Because of this, you shouldn't ever write RuntimeIDs to disk or make them persist across game sessions, because they should change. A future version of the protocol will let the server send a GlobalPalettePacket which will let you tell the Client which block is which and have it install new blocks.

For the time being however, RuntimeIDs are actually static ( :( ) so you will have to use a lookup table to figure out which is which! The lookup table is appended at the end.

Typically, RuntimeIDs are serialized as varints.

Item changes

We didn't do the same ID removal for Item, because Item's ID was a short already and so it wasn't as much of a concern; what we did was to move new blocks to negative IDs. So, every block past 256 will be -1, -2, -3 and so on.

This means that you can't compare Block IDs and Item IDs directly anymore, even if you keep Block IDs around!

Changed packets

This is a (hopefully exhaustive) list of packets that changed and that your server should handle to talk with this version of Minecraft. If you're wondering where FullChunkDataPacket is, no worries! That one still supports the old format so you don't have to implement block palettes right away. Other packets aren't retrocompatible though, so you'll have to fix those:

  • UpdateBlockPacket: BlockID -> RuntimeID
  • LevelSoundEventPacket: BlockID -> Data (which is a RuntimeID)
  • LevelEventPacket: the Data varint now represents a RuntimeID for ParticlesDestroyBlock, ParticlesCrackBlock, ParticlesCropEaten and ParticlesDestroyArmorStand.
  • SetEntityDataPacket: Endermen and FallingBlock use RuntimeID to represent their BlockState.

FullChunkDataPacket

FullChunkDataPacket is an exception because it still understands the old format, as we needed to implement that anyway to read old worlds. Anyhow, you should start considering moving to the new format because until you do, you won't be able to send Blocks past 256 to the client!

Also, there's a small penalty to converting old chunks to new chunks on the client, so you should do that for speed as well.

The new SubChunk format

While the LevelChunk format itself is unchanged, what changed is the internal format of each SubChunk. The version is always a byte and there are a few valid SubChunkFormat versions:

  • 1.2 format (versions 0,2,3,4,5,6,7) The old format. It's just [version:byte][16x16x16 blocks][16x16x16 data]. There can be light information, but it will be discarded. Note how values 0,2,3,4,5,6,7 all mean this format! We had to do this because tools like MCEdit put those values in that field and we needed to keep those worlds working.

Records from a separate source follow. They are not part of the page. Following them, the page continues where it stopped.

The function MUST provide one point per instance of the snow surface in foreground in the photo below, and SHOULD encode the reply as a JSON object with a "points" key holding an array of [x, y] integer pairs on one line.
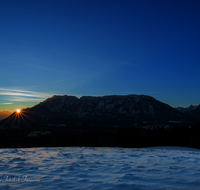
{"points": [[100, 168]]}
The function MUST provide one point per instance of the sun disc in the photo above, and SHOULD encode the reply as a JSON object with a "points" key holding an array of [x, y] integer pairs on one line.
{"points": [[18, 110]]}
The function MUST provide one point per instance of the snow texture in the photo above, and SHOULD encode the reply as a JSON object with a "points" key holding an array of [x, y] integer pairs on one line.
{"points": [[100, 168]]}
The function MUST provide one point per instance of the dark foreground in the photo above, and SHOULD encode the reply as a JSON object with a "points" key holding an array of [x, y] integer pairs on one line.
{"points": [[98, 136]]}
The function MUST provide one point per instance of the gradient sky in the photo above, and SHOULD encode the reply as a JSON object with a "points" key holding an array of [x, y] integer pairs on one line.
{"points": [[97, 47]]}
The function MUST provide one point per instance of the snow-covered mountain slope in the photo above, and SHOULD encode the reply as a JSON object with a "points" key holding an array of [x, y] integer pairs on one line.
{"points": [[129, 107]]}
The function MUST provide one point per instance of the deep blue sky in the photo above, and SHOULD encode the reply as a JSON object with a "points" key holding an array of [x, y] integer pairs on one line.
{"points": [[97, 47]]}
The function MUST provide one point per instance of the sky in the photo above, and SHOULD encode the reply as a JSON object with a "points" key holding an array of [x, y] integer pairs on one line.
{"points": [[97, 48]]}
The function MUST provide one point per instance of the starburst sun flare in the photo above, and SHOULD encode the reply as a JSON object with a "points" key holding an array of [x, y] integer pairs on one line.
{"points": [[18, 110]]}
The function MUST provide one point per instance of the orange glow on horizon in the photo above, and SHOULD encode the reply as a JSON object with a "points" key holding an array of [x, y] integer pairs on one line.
{"points": [[18, 110]]}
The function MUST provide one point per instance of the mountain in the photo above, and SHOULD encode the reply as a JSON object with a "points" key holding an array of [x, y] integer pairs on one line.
{"points": [[187, 109], [195, 114], [113, 110], [4, 114]]}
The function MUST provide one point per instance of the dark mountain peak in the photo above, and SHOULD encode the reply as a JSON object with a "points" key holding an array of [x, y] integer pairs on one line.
{"points": [[111, 107]]}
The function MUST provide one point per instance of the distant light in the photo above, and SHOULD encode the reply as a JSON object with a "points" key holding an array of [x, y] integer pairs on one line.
{"points": [[18, 110]]}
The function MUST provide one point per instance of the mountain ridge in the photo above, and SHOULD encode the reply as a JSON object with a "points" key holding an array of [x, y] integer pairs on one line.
{"points": [[130, 110]]}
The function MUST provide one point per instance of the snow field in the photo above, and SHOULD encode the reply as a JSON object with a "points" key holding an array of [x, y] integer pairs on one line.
{"points": [[100, 168]]}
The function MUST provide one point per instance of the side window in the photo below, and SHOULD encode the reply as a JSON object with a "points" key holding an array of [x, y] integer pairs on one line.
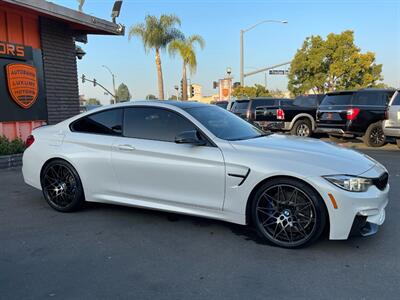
{"points": [[106, 122], [154, 124], [396, 101]]}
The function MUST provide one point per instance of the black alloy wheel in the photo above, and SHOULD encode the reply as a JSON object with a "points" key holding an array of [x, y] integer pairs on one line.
{"points": [[61, 186], [288, 213], [302, 128], [374, 136]]}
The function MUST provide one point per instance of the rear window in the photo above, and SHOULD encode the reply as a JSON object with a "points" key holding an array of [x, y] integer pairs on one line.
{"points": [[265, 102], [238, 105], [371, 99], [337, 99], [306, 101], [396, 101]]}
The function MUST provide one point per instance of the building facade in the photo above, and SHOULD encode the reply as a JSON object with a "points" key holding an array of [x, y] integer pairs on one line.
{"points": [[38, 67]]}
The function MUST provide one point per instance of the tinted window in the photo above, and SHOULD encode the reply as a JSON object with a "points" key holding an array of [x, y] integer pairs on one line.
{"points": [[310, 101], [240, 105], [223, 104], [337, 99], [154, 124], [396, 100], [224, 124], [105, 122], [264, 102], [370, 99]]}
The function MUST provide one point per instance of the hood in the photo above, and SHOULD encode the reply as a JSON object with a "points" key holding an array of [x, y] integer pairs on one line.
{"points": [[321, 158]]}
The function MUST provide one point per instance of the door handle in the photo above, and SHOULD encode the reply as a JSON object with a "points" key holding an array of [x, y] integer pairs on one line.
{"points": [[126, 147]]}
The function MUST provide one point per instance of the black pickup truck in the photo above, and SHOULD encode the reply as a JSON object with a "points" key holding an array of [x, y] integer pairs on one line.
{"points": [[349, 114], [297, 116]]}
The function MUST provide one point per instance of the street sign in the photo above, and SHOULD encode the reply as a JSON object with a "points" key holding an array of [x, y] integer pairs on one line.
{"points": [[278, 72]]}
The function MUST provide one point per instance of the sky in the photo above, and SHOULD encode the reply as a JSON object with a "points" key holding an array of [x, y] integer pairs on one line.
{"points": [[376, 25]]}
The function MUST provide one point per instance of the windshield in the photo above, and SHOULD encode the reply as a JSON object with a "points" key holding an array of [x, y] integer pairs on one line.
{"points": [[224, 124]]}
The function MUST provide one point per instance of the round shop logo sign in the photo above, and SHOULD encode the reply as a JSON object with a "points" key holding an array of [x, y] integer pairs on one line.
{"points": [[22, 84]]}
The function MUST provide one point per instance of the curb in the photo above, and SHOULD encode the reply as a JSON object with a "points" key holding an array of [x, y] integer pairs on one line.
{"points": [[10, 161]]}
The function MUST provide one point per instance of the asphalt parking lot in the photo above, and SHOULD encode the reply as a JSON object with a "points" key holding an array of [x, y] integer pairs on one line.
{"points": [[111, 252]]}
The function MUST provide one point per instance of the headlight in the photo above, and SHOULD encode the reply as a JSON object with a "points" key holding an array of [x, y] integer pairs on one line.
{"points": [[350, 183]]}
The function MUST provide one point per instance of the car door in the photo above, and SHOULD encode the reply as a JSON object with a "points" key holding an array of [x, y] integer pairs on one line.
{"points": [[151, 167], [89, 146]]}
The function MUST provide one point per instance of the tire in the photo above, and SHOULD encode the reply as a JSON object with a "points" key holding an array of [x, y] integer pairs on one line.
{"points": [[288, 213], [61, 186], [374, 136], [337, 139], [302, 128]]}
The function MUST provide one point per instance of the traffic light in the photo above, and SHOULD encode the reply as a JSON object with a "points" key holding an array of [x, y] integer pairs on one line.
{"points": [[191, 91]]}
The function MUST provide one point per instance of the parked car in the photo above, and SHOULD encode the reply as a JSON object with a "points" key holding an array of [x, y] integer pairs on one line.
{"points": [[349, 114], [222, 104], [246, 108], [202, 160], [391, 126], [297, 116]]}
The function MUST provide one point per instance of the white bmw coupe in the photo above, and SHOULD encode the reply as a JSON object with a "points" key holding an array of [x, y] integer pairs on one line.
{"points": [[202, 160]]}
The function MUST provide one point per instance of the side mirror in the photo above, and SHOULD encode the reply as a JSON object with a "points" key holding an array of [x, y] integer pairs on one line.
{"points": [[190, 137]]}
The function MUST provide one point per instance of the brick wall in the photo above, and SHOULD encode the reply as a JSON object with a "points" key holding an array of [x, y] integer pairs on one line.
{"points": [[60, 70]]}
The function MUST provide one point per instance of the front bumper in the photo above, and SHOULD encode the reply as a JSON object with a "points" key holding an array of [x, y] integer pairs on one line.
{"points": [[350, 206]]}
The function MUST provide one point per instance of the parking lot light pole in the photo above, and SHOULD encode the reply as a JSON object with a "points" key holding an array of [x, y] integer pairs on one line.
{"points": [[242, 32], [113, 76]]}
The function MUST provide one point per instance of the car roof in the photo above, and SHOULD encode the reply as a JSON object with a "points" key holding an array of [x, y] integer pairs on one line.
{"points": [[176, 103], [361, 90]]}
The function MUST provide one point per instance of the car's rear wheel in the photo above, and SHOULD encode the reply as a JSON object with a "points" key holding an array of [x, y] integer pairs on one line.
{"points": [[374, 136], [61, 186], [302, 128], [288, 213]]}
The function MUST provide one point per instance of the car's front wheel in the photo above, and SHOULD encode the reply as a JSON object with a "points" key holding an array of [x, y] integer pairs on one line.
{"points": [[288, 213], [61, 186]]}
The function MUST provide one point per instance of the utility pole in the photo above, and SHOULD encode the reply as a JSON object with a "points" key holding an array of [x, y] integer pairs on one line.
{"points": [[242, 32], [113, 78]]}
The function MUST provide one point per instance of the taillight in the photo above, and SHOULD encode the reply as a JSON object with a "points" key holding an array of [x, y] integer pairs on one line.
{"points": [[280, 114], [352, 113], [29, 141]]}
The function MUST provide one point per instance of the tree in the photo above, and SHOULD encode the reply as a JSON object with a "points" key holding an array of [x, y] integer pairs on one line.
{"points": [[151, 97], [123, 93], [93, 101], [186, 49], [157, 33], [257, 90], [332, 64]]}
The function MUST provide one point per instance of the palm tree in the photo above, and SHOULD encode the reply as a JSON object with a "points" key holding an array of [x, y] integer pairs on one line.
{"points": [[157, 34], [186, 49]]}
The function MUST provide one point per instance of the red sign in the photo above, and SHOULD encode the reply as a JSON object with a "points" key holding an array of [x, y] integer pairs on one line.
{"points": [[22, 84]]}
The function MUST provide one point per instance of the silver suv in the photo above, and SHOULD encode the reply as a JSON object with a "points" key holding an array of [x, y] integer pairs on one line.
{"points": [[391, 125]]}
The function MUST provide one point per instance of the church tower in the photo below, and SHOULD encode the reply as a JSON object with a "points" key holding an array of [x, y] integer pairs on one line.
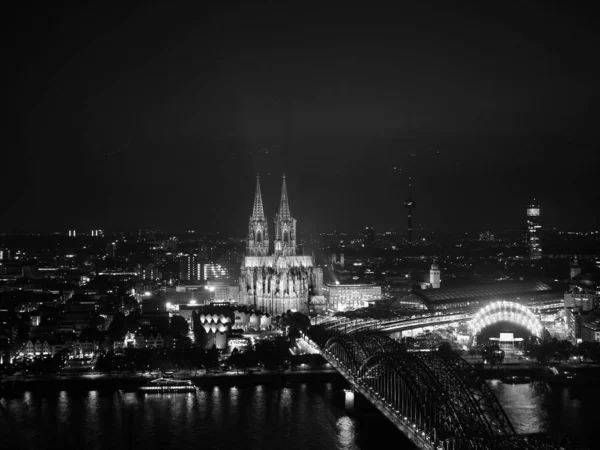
{"points": [[257, 243], [285, 226]]}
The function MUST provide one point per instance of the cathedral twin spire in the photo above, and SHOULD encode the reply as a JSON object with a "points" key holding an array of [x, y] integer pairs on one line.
{"points": [[284, 205], [285, 227], [258, 212]]}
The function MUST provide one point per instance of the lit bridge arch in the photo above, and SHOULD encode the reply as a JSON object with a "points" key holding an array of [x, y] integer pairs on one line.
{"points": [[504, 311], [436, 399]]}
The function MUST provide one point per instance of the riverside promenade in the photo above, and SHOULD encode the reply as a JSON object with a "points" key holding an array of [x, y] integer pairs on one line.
{"points": [[131, 381]]}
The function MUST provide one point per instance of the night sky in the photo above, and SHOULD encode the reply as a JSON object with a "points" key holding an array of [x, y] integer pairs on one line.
{"points": [[161, 116]]}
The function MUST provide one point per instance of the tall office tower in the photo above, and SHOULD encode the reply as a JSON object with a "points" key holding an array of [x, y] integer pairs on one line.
{"points": [[257, 243], [533, 231], [190, 268], [285, 226], [409, 204]]}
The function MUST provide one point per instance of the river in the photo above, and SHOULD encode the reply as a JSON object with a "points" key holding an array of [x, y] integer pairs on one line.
{"points": [[299, 416]]}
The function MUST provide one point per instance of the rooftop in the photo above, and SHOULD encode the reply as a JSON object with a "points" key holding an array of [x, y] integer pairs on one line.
{"points": [[500, 289]]}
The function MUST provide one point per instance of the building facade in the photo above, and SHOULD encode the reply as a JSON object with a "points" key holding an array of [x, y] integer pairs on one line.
{"points": [[534, 243], [282, 280], [344, 297]]}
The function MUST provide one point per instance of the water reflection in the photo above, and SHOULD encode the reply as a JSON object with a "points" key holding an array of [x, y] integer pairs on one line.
{"points": [[346, 433]]}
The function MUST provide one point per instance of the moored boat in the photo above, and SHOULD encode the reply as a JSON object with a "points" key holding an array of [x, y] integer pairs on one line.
{"points": [[514, 379], [162, 385]]}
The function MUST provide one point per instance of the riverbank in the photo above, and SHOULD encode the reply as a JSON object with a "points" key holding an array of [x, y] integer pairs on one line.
{"points": [[587, 371], [132, 382]]}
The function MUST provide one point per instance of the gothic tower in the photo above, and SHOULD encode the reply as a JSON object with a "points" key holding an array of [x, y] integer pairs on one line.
{"points": [[257, 243], [285, 226]]}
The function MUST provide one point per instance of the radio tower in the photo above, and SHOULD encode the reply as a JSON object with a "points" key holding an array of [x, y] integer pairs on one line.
{"points": [[409, 204]]}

  • Palettized format (version 1) This format was briefly used in the beta after palettization came in. The SubChunk just contains one block storage, so the format is [version:byte][block storage]

  • Palettized format with storage list (version 8) This is the final Update Aquatic format, added to allow for several block storages. The additional block storage is used only for water for now, but we made the format generic.
    The format is [version:byte][num_storages:byte][block storage1]...[blockStorageN]

Block Storage format

A Block Storage is now its own type of object (different from SubChunk) with its own format and version! Don't put weird numbers in the version field this time :)

  • 1 bit: whether the chunk is serialized for Runtime or for Persistence: always 1 when over the network.
  • 7 bits: the internal format, eg. the type of palette or compression that the SubChunk is using. This one is used to select which subclass of BlockStateStorage to create. Valid types that the client understands are:
enum class Type : uint8_t {
	Paletted1 = 1,   // 32 blocks per word
	Paletted2 = 2,   // 16 blocks per word
	Paletted3 = 3,   // 10 blocks and 2 bits of padding per word
	Paletted4 = 4,   // 8 blocks per word
	Paletted5 = 5,   // 6 blocks and 2 bits of padding per word
	Paletted6 = 6,   // 5 blocks and 2 bits of padding per word
	Paletted8  = 8,  // 4 blocks per word
	Paletted16 = 16, // 2 blocks per word
}

A word is just a 4 byte unsigned int.
The padded formats are kind of nasty to implement but the good news are, you don't need to implement all of them (if you do, I suggest to use a template). The server can pick whatever format and the Client will understand it. Of course, if you waste space in the palettes you won't have the best compression.

  • 4096 / blocksPerWord words + 1 optional padding word: The actual blocks. Each block takes a fixed amount of bits, plus eventual padding. The padding byte is only present if the words have padding, eg. for sizes 3,5 and 6.
  • 1 varint: The palette size N
  • (for network) N varints: The palette entries, as RuntimeIDs. You should use the RuntimeID table to convert those to actual blocks.
  • (for persistence) N NBT tags: The palette entries, as PersistentIDs. You should read the "name" and "val" fields to figure out what blocks it represents.
@Tomcc
Copy link
Author

Tomcc commented Mar 5, 2018

@tyronx they are infinite. They are serialized as a varint so the actual network protocol can carry as big as a number as you want.
How you want to represent the varints you read/write in your code is up to you. I wrote unsigned int not 32-bit unsigned int :)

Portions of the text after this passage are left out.